Amb. Mehdiyev of Azerbaijan, which holds the rotating chair of the Security Council for the month of October, said their mission was not undertaken to point fingers at anyone, but rather to support the ongoing efforts to return peace to the troubled region.
Speaking earlier, yesterday, during the diplomats’ visit to the Rwanda Demobilisation and Rehabilitation Centre in Mutobo, Musanze District, where they heard testimonies from ex-combatants, Amb. Power commended Rwanda’s efforts to reintegrate former FDLR militants, whom she said looked relieved that they were finally home because they had been held captive by the group’s leaders.
The delegation also visited the Kigali Genocide memorial where Power nearly broke down in tears after touring the site and paid a glowing tribute to the people of Rwanda for “opening up” to the rest of the world despite the tragedy the befell them nearly 20 years ago.
“It is almost 20 years after the Genocide and the power of not only what happened here in 1994, but the strength of the Rwandan people as they seek to move forward is immensely moving to me and to my colleagues,” she said.
“Of course we all know what the United Nations failed to do back in 1994 for the Rwandan people, but the international community is determined to stand with the Rwandan people, in the same way that our guides today have, they were themselves 13 year-old boys at the time of the Genocide…. and they tell their stories so that diplomats like me, journalists, citizens, churchgoers, everyone in the world can know what happened here so that it never happens again in Rwanda and it never happens anywhere else in the World,” she added.
The top American UN diplomat added, “And so we just want to express our thanks to the people of Rwanda for opening their hearts, sharing their photos, their stories of their family members.
Remains of about 250,000 victims of the Genocide are buried at the memorial.
Issue of child soldiers
Meanwhile, speaking to journalists at Village Urugwiro following the visiting Security Council members’ with the President, Foreign minister Louise Mushikiwabo reiterated that Kigali was not in any way involved with use of child soldiers in armed conflicts anywhere.
“Rwanda is not a country that just appeared yesterday, it’s a country that has a track record and our track record in terms of military is very clear; that’s that Rwanda does not tolerate children being in any way near armed groups,” she said. We have done a lot in this country to stay away from this kind of practice” she said.
Last Thursday, the US government announced it had suspended military aid to Rwanda, along four other countries around the world, over Kigali’s alleged support of the M23 rebels, who are accused of recruiting children in their ranks.
But Mushikiwabo said had this allegation been “properly investigated”, it would not have been difficult to find out that “it’s not in Rwanda’s practices to keep children near weapons”. “The issue of child soldiers and so forth is a consequence of the existence of these (armed) groups….and I believe that once these armed groups are no more, there will no longer be the issue of child soldiers.”

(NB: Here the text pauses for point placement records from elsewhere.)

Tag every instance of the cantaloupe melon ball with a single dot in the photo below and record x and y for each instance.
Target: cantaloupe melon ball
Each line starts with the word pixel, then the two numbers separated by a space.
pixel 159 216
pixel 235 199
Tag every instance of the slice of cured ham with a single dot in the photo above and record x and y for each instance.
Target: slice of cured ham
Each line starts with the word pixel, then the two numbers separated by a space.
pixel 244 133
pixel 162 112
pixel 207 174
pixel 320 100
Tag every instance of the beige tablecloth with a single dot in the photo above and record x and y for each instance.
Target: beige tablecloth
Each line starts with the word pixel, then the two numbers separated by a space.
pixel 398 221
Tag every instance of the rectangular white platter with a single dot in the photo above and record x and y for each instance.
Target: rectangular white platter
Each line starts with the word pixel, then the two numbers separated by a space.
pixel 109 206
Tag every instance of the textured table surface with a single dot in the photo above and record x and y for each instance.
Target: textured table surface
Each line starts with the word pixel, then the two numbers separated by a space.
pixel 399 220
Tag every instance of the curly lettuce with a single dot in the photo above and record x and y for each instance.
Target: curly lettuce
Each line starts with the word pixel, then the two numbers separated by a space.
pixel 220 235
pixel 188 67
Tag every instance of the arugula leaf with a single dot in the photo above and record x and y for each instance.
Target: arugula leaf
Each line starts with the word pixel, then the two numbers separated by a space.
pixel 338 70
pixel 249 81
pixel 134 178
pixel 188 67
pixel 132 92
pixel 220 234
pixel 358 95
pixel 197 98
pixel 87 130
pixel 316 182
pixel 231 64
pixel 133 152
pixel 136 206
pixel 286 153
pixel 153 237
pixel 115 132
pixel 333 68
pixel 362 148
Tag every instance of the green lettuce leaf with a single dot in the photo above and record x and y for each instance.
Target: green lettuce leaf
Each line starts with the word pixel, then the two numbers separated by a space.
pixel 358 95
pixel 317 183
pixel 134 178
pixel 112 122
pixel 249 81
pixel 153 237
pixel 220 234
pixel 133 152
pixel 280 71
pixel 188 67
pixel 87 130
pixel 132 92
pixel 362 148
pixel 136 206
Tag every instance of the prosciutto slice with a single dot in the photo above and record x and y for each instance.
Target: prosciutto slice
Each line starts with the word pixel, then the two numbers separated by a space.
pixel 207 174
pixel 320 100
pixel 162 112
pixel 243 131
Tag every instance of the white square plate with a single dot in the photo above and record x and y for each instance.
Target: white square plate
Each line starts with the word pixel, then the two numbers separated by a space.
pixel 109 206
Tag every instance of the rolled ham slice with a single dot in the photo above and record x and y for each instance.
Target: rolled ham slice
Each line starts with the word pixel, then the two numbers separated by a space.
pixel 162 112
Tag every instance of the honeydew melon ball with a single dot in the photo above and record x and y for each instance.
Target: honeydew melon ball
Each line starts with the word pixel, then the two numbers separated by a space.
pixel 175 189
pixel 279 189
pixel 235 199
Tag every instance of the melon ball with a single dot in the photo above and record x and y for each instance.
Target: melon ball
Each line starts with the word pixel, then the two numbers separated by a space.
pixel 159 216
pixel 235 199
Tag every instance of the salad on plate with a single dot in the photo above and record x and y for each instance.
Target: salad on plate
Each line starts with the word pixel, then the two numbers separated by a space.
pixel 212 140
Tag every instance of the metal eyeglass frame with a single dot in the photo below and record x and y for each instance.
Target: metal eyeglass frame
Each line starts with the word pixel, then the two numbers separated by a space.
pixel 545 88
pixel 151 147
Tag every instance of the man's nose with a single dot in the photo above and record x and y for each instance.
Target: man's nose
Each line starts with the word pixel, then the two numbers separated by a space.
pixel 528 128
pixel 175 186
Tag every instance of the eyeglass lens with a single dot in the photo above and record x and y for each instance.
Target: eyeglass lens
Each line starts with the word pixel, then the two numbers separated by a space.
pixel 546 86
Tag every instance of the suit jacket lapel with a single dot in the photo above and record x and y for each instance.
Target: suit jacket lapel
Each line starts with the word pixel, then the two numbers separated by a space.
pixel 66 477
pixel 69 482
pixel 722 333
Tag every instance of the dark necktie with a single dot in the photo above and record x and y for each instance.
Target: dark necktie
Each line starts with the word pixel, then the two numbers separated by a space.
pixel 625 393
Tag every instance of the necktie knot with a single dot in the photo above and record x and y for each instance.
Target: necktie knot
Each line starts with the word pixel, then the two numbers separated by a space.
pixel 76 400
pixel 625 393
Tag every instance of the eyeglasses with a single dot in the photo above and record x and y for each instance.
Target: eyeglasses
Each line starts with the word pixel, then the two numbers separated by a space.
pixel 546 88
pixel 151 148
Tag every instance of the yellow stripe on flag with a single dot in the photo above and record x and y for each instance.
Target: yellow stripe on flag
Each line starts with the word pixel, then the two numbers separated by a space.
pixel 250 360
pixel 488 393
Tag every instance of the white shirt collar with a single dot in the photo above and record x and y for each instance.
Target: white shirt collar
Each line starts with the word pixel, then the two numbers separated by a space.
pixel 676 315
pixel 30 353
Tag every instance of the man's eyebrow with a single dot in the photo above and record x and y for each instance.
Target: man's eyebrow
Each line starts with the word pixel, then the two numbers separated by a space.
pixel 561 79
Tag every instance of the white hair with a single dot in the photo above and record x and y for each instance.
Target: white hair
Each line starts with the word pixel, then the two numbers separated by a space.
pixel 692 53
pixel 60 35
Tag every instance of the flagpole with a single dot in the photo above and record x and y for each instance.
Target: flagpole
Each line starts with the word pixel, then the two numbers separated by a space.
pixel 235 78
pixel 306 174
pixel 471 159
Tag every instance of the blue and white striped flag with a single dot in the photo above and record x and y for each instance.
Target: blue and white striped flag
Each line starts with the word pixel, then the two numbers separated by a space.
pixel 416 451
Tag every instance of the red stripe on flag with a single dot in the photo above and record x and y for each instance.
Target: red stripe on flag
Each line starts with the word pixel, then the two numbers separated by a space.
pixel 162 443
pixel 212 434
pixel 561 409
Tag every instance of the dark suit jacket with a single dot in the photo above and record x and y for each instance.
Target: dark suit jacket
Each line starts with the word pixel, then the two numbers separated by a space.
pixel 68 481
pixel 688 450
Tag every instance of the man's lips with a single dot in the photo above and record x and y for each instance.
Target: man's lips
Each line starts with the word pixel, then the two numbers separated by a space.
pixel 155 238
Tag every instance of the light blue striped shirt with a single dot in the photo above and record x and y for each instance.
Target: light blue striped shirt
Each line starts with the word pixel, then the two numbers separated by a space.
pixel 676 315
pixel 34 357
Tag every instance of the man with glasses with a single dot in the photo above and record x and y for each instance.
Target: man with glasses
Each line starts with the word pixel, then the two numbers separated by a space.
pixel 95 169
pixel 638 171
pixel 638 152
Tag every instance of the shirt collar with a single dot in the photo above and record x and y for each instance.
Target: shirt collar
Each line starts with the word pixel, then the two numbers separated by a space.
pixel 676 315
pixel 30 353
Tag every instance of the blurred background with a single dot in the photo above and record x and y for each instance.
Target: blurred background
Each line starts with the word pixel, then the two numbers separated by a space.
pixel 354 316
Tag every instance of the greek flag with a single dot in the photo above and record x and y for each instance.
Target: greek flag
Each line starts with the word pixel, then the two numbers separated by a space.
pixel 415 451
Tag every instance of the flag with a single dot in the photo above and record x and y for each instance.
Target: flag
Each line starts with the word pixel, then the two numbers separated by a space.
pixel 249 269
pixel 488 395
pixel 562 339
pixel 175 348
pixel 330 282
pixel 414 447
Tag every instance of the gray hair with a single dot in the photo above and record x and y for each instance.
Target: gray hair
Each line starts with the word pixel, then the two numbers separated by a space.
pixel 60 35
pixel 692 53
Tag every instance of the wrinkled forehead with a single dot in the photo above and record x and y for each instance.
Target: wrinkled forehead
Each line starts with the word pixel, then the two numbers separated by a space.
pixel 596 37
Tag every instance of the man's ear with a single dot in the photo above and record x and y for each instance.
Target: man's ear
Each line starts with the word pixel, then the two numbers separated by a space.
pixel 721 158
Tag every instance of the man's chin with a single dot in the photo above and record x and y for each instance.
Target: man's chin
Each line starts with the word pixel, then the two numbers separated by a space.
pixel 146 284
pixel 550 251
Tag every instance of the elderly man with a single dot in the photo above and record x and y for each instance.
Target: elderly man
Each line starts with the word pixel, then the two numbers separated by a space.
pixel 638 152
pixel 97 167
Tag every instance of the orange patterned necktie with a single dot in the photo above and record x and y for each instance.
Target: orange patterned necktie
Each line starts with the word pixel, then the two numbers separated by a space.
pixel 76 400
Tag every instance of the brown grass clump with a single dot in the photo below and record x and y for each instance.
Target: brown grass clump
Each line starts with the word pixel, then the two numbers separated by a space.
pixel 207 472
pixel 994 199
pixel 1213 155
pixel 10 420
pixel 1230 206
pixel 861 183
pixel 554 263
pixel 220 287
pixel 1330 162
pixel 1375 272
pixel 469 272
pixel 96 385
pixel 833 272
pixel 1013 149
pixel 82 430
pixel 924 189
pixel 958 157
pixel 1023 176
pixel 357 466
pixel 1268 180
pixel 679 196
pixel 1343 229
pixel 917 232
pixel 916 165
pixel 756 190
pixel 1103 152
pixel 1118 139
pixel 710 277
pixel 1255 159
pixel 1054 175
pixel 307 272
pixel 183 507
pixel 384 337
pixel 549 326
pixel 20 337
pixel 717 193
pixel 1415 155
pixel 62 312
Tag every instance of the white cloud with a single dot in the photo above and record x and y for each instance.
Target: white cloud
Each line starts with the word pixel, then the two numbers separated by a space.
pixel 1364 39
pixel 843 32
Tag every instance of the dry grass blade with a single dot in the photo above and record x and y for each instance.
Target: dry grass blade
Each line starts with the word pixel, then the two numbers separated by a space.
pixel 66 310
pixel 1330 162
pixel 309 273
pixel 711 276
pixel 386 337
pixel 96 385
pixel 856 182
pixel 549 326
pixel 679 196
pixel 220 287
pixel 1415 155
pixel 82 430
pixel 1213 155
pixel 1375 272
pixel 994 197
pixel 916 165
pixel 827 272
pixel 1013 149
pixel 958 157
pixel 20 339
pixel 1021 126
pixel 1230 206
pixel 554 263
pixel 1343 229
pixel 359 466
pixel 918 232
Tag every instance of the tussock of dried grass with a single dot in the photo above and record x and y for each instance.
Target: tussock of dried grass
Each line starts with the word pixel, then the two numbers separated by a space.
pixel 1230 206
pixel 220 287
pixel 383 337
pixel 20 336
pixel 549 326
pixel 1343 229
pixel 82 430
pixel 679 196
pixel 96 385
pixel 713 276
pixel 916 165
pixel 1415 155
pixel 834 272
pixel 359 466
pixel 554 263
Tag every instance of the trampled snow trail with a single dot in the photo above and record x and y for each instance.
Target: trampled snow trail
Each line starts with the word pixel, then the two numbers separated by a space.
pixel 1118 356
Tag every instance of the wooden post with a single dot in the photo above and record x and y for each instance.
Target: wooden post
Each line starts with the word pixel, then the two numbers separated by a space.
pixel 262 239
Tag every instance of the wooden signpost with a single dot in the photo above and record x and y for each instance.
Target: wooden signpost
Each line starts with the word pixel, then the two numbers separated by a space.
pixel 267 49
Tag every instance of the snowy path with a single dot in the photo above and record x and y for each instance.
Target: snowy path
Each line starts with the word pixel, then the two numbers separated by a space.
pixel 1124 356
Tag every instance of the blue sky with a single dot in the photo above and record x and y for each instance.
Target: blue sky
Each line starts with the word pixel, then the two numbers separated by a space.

The M23 rebellion broke out in April last year after officers linked to an earlier rebellion mutinied accusing Kinshasa of breaking the deal under which they had been integrated into the national army.
Members of the UN Security Council arrived in Rwanda from Kinshasa and Goma – the capital of the troubled North Kivu province which is home to a myriad of militia groups, including the FDLR – where they met with senior government officials and visited Internally Displaced Persons.
From Kigali, the delegation headed to Entebbe, Uganda before concluding the regional tour with a trip to Addis Ababa.
Before arriving in the region over the weekend, the UN diplomats had a stop in Brussels in Belgium where they met with members the Political and Security Committee of the European Union over the Congo crisis.
Rwanda is serving its first year on the Security Council and the country’s permanent representative to the UN, Amb. Eugène-Richard Gasana, was among the visiting diplomats.